Exponentiation

 

See what happens when you use exponentiation. You will need a scientific calculator.

 

Students may work individually or in groups.

 

Task

Sort the following twelve numbers by size. Clearly indicate which ones are equal. In order to make the comparisons, compute the decimal approximations of these numbers and use scientific notation.

 

        (2^3)^5, (3^2)^5, (2^5)^3, (5^2)^3, (3^5)^2, (5^3)^2

        2^(3^5), 3^(2^5), 2^(5^3), 5^(2^3), 3^(5^2), 5^(3^2)

 

 

 

Solution

       (5^2)^3 = 15625

       (5^3)^2 = 15625

       (2^3)^5 = 32768

       (2^5)^3 = 32768

       (3^2)^5 = 59049

       (3^5)^2 = 59049

       5^(2^3) = 390625

       5^(3^2) = 1953125

       3^(5^2) = 8.472886094 E11

       3^(2^5) = 1.853020189 E15

       2^(5^3) = 4.253529587 E37

       2^(3^5) = 1.413477652 E73

 

So what is going on?

 

1. Both the order and the grouping of numbers matters.

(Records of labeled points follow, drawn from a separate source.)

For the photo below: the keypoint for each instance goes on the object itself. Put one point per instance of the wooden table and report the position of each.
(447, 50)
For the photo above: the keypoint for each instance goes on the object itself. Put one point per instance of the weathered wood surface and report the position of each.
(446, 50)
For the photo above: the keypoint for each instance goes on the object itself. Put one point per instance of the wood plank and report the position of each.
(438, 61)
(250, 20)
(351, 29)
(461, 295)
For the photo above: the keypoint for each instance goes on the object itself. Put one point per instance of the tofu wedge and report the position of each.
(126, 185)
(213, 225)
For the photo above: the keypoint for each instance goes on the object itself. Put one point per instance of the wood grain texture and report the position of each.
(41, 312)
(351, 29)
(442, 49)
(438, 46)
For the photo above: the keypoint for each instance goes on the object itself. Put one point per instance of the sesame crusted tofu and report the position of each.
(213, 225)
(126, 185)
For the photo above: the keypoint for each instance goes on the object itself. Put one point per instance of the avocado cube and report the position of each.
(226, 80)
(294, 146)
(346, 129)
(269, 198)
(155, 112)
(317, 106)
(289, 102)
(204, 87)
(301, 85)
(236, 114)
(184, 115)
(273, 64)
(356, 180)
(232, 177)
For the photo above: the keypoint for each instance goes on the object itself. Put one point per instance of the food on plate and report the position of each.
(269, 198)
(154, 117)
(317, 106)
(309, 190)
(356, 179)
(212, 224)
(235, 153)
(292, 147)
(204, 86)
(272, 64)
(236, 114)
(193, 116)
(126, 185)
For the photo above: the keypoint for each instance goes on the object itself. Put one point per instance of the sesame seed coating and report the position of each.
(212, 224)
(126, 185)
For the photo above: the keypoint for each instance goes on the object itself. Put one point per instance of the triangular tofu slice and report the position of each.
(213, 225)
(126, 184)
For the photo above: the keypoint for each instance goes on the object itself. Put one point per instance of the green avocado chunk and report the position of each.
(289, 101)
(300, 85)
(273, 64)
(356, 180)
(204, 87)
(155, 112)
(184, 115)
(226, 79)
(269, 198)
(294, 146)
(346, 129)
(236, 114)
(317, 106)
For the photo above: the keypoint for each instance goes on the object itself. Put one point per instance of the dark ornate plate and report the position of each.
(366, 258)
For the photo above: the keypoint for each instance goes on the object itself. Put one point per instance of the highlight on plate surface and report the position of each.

In algebraic jargon this means that exponentiation is neither commutative nor associative.

 

2. We see here that for the numbers x, y, and z above, (x^y)^z = (x^z)^y.

Check that in all three cases above (x^y)^z = x^(y*z).

5^6 = 15625, 2^15 = 32768, and 3^10 = 59049.

These two equalities hold for all x, y and z.